Я оглядываюсь. Точно. На асфальте остаются пятна крови от моих ботинок.
- Пойдем по кругу, - предлагаю я.
Мы сворачиваем к рынку, проходим между пустыми прилавками, потом ходим по парку, потом делаем круг по чужому кварталу. Ни одна собака не найдет.
Дома у Поэта я мою ботинки и застирываю футболку. У Поэта правая сторона лица распухла, и он прикладывает лед.
- Больно? – спрашиваю я.
- А ты как думаешь? – огрызается он.
- Ну, извини. Ты зря полез.
- Если б я не полез, ты бы его убил.
- Я, может, и так его убил, и что?
- Если убил, то тебя посадят.
- Если найдут. А посадят – отсижу. И что?

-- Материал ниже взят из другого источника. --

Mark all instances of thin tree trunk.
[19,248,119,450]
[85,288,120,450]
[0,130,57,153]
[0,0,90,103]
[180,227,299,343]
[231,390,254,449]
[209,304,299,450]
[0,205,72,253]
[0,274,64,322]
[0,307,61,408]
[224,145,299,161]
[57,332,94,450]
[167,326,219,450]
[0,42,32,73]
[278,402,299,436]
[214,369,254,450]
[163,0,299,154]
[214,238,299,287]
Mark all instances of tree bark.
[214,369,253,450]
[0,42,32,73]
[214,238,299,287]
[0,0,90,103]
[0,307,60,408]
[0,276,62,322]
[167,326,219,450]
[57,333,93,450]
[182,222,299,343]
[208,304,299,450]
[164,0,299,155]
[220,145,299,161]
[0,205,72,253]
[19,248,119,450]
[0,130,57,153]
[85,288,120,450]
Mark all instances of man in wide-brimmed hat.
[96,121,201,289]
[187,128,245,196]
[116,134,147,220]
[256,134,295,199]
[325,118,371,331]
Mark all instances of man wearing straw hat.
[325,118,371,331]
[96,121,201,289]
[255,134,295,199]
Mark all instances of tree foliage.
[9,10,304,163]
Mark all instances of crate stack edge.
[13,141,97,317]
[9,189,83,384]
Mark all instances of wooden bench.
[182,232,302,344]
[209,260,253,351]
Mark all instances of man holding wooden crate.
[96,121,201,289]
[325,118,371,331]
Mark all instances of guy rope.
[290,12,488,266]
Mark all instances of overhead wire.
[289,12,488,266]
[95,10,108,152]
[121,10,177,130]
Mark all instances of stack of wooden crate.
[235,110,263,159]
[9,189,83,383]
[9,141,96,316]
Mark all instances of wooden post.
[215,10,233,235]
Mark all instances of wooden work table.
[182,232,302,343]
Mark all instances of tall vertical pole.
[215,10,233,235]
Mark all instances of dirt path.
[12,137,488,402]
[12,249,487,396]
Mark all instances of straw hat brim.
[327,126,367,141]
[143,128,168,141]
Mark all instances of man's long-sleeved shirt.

- А то, что даже Соня вряд ли обрадуется такой защите с твоей стороны, - хмуро говорит он, - Она против рукоприкладства и предпочитает решать конфликты цивилизованно.
- Угу, я понял, что вы с ней дико умные и знаете много слов, - соглашаюсь я.
Мне хочется курить, но Поэт запрещает курево у себя дома, поэтому я достаю из его холодильника начатую бутылку водки, которая стоит там уже недели две, и разливаю по рюмкам. Поэт, морщась, выпивает. Я тоже.
- Марка сегодня сказала, что мы все сорняки, от нас никакого толка, мы только вредим, - вспоминаю я, - И нас всех надо вырвать с корнем.
- Кого – нас? – переспрашивает Поэт.
- Пацанов.
- Понятно. Это она на меня разозлилась, что я ее свободу ограничиваю. А я просто хотел, чтобы они были в безопасности.
- Не только на тебя. Мне предъявила, что я могу на улице тёлку за жопу схватить. Типа я ничем не лучше Сиплого.
- А зачем хватать?
- Просто, поржать. Если ничейная тёлка, то чё плохого-то?
- И чем ты тогда лучше Сиплого?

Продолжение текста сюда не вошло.